I wrote this one last year when I was working on sorting algorithms. There is a mountain of old C junk awash on the internet and while a reasonable amount of it is crap code, you often get good algorithm design from some of the examples. After testing a heap of "shell" sorts, the fastest I could find was a design by Janet Incerpi in conjunction with Robert Sedgewick.
The tutorial uses the design as a reference and built the C code using VC6 CL.EXE with the maximum of optimisation turned on. A completely unoptimised version was built as a basis for manually optimising the ASM output from VC6 and a manually optimised version is included to demonstrate what can be done in a hour or so of optimisation using MASM.

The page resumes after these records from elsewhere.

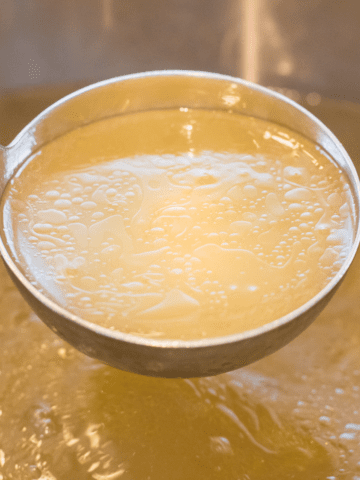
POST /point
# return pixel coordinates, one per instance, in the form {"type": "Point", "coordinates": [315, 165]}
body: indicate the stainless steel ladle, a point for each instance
{"type": "Point", "coordinates": [160, 90]}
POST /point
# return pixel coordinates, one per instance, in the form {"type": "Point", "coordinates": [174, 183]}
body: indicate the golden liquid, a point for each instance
{"type": "Point", "coordinates": [293, 415]}
{"type": "Point", "coordinates": [180, 223]}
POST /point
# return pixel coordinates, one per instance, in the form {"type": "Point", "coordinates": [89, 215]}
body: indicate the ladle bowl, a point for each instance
{"type": "Point", "coordinates": [165, 90]}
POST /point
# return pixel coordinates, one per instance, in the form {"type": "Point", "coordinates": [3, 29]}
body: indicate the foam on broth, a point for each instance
{"type": "Point", "coordinates": [180, 223]}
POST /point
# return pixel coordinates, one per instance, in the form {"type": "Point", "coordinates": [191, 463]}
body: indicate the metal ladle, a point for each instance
{"type": "Point", "coordinates": [163, 90]}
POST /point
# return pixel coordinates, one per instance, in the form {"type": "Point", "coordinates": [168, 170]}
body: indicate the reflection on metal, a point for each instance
{"type": "Point", "coordinates": [107, 14]}
{"type": "Point", "coordinates": [249, 52]}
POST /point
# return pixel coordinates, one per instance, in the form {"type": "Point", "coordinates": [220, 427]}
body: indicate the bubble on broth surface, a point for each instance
{"type": "Point", "coordinates": [260, 219]}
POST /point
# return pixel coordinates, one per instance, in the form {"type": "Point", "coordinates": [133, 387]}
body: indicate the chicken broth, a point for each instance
{"type": "Point", "coordinates": [293, 415]}
{"type": "Point", "coordinates": [180, 223]}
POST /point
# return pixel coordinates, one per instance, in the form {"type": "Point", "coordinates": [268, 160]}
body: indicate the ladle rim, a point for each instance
{"type": "Point", "coordinates": [205, 342]}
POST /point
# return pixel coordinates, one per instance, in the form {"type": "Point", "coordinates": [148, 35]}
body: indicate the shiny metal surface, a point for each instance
{"type": "Point", "coordinates": [144, 92]}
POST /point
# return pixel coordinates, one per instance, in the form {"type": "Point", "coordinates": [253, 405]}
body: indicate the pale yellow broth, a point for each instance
{"type": "Point", "coordinates": [180, 224]}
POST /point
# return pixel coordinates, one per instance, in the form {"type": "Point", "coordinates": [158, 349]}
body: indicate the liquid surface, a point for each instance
{"type": "Point", "coordinates": [208, 224]}
{"type": "Point", "coordinates": [294, 415]}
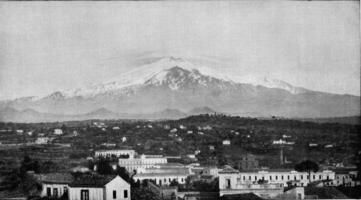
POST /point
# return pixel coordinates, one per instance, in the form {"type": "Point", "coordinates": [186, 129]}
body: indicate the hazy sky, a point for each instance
{"type": "Point", "coordinates": [49, 46]}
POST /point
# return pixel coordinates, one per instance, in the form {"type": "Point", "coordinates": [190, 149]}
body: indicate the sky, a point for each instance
{"type": "Point", "coordinates": [52, 46]}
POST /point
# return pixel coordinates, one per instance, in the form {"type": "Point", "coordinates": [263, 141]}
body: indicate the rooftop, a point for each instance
{"type": "Point", "coordinates": [91, 181]}
{"type": "Point", "coordinates": [56, 178]}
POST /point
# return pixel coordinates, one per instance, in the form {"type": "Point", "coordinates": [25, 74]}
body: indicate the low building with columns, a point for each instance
{"type": "Point", "coordinates": [115, 152]}
{"type": "Point", "coordinates": [267, 184]}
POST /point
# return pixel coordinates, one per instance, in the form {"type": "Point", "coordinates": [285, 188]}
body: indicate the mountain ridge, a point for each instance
{"type": "Point", "coordinates": [179, 84]}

Particularly at an algorithm level writing reusable code for libraries, the time involved in manually optimising C code at the asm level is worth the effort to gain additional performance not possible from a compiler. The example is classic 486 compatible code using integer registers only, no MMX or SSE(2) and will run on anything from a 486 upwards.
This code was optimised on my old 1.5gig PIV so the timings on the attached text file will be slow in comparison to a later box. I did rebuild the C code using the version of CL.EXE from the VCTOOLKIT but it was no faster than the code created by the VC6 version of CL.EXE .
The timings I get on the current 2.8 gig PIV are as follows.
Optimised C = 266 to 282 MS
Unoptimised C = 454 to 469 MS
Optimised asm = 234 to 250 MS
If anything, the sample is a bit small for a later box and needs to be enlarged to get longer and more reliable timings.
[attachment deleted by admin]
Hutch,
Very nice presentation.
Paul
Very nice to know, if I ever make anything worth optimizing. :)
I like the basic technique and better still, its easy and useful practice at manually optimising assembler code. When I get a bit more time, I have a nice quick sort which was one of Robert Sedgewick's designs that I found written in Pascal dating from about 1988, ported it to basic, ported it from basic to C and converted it to masm with CL.EXE.
Its a good tchnique to this extent that it fully seperates algo design from code optimisation and as long as you have a test piece to make sure you did not mess aything up on the way, it allows you to concentrate on the actual GO FAST code details.
The punchline is that there is a mountain of old C code awash on the internet with a lot of the better stuff dating from before ANSI 89 that performs well when you test it in C with the optimisation maximised and this is a reasonably good test as to whether it will manually optimise well. It gives the assembler programmer the capacity to use a large body of mainstream code and still bash it into shape in assembler performance terms.